A 31-year-old man was admitted to our institution with progressive motor weakness in his left arm and lower extremities and spastic gait disturbance. Neuroradiologic examination revealed an osseous tumor at the C2-3 level that presented with severe spinal cord compression and considerable bone destruction. We performed a resection of the tumor and posterior screw fixation from occiput to C5 using a conventional direct posterior approach. However, we were unable to reach a part of the tumor that extended far laterally to the left side with VA involvement. To expose and resect this remaining tumor, we used a far-lateral approach just posterior to the SCM muscle. Resecting the transverse processes of C2 and C3 and mobilizing the V2 segment of the VA adequately exposed the tumor for resection. After resection of the remaining posterior-lateral tumor, we closed and made the final approach anteriorly to resect the anterior tumor via an anterior corpectomy and fusion. No postoperative complications occurred, and the patient's neurologic status improved after surgery. He has had no craniocervical instability during the 2-year follow-up period.

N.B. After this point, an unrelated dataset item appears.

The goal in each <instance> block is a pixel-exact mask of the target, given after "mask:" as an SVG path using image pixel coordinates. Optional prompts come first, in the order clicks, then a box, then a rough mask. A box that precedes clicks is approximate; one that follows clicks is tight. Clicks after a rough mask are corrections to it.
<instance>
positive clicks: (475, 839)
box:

When a direct posterior approach makes it difficult or impossible to reach tumors extending to the far lateral margins of the spine and soft tissues, the posterior-lateral approach described here allows excellent visualization and safe access with minimal neural retraction for treating these laterally situated lesions. We describe the surgical technique for a combined approach as an alternative to the direct posterior or anterior retropharyngeal approach.